I first saw Blue Thunder as a kid at the time of its release and enjoyed it purely as a slice of action/adventure typical of its time. I could name many films from the early 80s of a similar ilk, but this one stuck in my mind as a real favourite and it was only when I re-watched it recently that I understood why.
Unlike other films in the genre, Blue Thunder always strikes me as having been thought about and crafted in a very careful way. In fact I didn't remember there being as little action as there is. Instead we are given far more character development than we might be accustomed to, thereby enhancing the final aerial drama because we do care about the people involved.
Roy Scheider(who I must confess is my favourite actor of his era) gives a standout performance.

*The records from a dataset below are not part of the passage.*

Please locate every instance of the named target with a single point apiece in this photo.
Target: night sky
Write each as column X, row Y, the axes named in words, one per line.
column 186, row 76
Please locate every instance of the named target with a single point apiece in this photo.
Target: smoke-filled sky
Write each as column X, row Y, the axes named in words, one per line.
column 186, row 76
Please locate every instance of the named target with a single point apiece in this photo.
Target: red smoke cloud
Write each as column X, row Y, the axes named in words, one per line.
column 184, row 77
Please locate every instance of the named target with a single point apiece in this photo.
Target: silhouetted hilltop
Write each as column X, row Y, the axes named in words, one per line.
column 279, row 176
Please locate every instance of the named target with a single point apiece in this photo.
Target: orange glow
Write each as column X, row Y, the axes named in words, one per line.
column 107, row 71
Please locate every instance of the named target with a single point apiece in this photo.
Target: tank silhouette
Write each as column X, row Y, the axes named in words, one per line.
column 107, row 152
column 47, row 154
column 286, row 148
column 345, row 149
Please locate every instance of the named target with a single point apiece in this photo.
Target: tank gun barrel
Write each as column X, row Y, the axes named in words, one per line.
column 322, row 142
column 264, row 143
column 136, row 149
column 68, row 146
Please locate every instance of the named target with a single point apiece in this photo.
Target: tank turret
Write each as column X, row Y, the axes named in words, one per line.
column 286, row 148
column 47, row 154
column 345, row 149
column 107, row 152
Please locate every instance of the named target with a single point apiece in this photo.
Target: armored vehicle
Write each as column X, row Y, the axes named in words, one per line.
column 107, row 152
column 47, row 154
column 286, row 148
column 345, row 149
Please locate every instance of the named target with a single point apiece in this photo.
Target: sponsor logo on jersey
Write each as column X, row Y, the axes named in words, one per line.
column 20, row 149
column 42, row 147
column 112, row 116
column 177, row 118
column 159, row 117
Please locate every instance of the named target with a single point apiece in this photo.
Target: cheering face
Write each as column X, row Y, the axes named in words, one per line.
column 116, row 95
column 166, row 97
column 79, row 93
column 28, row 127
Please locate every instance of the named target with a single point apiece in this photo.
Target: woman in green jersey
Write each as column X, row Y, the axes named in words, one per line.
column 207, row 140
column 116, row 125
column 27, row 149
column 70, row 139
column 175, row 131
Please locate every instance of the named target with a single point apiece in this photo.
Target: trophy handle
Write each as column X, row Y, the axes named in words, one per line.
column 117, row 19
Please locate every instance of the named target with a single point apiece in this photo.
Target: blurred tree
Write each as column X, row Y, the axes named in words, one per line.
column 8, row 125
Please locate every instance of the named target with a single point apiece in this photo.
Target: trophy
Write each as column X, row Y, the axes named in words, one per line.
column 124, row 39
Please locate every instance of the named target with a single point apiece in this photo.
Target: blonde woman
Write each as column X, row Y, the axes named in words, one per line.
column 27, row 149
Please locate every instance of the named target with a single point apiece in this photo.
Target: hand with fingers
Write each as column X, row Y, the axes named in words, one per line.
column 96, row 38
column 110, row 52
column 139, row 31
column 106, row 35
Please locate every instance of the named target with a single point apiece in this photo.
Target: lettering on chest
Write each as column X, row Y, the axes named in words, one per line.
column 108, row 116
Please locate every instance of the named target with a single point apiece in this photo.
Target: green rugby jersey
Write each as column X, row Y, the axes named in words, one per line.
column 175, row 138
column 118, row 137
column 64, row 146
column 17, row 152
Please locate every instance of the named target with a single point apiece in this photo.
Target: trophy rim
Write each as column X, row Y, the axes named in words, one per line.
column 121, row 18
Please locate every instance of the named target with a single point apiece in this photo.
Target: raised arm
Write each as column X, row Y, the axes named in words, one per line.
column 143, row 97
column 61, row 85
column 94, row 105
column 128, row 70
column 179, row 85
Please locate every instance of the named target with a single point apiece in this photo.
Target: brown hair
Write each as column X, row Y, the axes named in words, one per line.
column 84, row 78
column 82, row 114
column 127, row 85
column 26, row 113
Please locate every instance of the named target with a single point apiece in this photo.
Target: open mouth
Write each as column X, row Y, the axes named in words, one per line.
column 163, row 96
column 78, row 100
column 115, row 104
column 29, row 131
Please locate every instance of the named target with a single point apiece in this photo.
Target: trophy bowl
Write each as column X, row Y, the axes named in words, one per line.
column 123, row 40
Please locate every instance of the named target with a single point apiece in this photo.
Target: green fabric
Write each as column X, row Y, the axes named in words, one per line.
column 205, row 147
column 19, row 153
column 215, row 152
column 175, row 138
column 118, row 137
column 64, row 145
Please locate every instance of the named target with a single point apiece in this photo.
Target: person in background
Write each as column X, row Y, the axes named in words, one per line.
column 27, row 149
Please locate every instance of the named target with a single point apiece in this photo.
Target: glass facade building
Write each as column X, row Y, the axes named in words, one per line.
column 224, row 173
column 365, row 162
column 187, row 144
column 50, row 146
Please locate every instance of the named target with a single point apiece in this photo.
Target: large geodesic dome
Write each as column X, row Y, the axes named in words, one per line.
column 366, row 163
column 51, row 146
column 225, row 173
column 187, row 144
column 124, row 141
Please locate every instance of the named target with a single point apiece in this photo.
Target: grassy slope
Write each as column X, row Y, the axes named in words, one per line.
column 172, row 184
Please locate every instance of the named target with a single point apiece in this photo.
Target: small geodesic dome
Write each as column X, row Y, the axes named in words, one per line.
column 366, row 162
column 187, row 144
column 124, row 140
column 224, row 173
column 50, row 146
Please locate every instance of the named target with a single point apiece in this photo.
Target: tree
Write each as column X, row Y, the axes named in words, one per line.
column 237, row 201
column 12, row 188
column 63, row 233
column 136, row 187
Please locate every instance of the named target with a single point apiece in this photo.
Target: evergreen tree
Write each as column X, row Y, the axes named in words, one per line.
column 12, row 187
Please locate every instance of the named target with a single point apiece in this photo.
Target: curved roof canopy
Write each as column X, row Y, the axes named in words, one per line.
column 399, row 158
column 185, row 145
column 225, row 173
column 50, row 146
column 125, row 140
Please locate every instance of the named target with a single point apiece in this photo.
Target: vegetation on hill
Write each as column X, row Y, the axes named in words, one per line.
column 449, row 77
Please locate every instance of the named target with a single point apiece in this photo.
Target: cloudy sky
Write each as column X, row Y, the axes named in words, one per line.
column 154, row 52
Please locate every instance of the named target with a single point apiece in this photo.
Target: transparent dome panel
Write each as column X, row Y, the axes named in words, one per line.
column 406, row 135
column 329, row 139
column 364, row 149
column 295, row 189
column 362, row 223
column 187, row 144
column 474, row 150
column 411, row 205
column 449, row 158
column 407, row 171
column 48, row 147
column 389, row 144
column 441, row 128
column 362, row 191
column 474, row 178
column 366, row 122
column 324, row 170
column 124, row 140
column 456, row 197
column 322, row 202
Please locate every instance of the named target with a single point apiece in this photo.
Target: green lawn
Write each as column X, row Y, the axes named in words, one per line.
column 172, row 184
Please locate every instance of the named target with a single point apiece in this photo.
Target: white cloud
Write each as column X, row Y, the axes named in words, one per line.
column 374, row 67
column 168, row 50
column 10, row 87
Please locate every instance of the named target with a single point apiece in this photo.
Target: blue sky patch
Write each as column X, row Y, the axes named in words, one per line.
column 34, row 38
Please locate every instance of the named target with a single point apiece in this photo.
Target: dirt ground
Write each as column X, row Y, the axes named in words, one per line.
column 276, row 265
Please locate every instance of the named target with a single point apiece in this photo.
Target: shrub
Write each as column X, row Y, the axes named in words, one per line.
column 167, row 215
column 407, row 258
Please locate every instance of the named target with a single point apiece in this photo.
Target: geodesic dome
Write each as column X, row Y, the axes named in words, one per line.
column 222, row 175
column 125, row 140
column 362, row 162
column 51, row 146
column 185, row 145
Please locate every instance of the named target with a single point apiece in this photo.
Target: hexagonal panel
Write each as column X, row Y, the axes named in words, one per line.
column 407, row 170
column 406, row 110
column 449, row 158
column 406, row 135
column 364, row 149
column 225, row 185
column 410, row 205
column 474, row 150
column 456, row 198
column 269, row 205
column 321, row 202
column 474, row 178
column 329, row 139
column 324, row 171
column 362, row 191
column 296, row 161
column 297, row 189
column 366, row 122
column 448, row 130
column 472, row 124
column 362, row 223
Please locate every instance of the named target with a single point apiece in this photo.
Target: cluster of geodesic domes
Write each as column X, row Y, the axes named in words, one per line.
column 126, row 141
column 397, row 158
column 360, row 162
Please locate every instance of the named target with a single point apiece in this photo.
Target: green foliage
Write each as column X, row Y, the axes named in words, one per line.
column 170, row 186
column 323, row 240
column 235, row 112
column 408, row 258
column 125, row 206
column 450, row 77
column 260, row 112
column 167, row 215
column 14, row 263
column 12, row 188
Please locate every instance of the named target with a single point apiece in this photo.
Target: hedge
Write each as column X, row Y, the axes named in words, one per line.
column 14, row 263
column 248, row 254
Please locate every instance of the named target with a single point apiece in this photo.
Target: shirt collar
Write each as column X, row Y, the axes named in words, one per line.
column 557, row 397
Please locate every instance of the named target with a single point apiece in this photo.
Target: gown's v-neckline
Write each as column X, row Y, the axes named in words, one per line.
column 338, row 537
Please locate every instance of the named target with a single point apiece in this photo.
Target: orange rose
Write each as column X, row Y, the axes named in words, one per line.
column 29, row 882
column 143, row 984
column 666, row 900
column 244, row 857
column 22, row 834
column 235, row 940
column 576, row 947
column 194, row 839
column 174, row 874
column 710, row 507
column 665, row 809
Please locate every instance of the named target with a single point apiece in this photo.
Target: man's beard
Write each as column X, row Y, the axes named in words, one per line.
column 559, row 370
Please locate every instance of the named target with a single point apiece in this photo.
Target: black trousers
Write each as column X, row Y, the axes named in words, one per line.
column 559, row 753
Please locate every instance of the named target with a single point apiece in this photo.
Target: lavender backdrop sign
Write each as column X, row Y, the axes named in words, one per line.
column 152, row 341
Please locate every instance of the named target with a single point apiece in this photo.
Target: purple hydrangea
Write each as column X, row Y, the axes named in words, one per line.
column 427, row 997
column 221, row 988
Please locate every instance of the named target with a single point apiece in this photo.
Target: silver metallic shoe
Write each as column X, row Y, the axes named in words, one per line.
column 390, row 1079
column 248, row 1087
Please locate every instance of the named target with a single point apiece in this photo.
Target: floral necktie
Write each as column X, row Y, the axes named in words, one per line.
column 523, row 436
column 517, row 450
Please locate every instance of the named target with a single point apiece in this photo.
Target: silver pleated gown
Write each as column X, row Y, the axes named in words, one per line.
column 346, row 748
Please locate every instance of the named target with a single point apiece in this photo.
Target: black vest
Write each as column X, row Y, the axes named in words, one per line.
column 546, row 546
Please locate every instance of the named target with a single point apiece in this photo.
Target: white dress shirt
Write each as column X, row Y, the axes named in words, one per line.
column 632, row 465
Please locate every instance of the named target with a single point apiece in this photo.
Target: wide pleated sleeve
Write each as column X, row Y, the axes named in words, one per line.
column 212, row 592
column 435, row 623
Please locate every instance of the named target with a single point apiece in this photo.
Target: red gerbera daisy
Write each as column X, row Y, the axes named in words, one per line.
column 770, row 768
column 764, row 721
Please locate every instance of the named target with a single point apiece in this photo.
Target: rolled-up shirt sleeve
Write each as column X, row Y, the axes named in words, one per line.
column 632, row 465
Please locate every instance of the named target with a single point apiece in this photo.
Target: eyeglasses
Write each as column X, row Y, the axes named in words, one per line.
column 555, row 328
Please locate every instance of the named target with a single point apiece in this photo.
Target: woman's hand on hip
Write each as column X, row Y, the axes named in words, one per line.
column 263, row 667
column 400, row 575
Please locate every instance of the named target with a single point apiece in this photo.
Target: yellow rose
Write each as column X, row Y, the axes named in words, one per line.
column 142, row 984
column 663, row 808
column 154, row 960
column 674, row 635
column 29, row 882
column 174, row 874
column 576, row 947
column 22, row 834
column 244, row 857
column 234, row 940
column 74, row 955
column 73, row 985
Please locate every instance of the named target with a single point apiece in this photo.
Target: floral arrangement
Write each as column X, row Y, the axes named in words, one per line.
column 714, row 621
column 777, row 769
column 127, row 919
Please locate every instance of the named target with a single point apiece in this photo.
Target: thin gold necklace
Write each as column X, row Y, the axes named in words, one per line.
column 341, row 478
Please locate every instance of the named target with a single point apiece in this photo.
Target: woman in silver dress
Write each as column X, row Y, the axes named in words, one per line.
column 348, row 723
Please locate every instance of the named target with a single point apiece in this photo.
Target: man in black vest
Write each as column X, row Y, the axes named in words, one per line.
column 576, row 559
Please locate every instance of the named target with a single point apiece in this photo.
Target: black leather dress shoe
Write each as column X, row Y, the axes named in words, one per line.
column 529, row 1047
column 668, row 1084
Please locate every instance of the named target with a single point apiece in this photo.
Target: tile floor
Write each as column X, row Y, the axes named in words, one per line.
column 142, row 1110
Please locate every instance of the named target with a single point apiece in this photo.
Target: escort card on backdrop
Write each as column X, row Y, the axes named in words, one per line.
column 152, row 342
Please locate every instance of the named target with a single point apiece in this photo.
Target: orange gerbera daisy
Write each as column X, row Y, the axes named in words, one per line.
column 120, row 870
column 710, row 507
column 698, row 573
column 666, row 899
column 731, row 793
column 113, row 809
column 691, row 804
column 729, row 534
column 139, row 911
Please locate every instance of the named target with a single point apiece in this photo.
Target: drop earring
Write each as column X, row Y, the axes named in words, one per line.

His portrayal of Murphy with its wry humour & very human lapses shares more than a little with a certain Chief Brody, but the use of an aging rebel with little cause as the main character in a technological thriller is still refreshing now.
Malcolm McDowell gives the sort of OTT villainous performance that only he can (why has no-one ever cast him as a Bond villain?) and special mention must go to Warren Oates as Scheider's long-suffering boss.
The helicopter looks awesome with cool gadgets aplenty but it isn't the star here, Scheider is. Move over Top Gun, Airwolf, Wings of the Apache, et al; this is the number 1 fly-boy in town.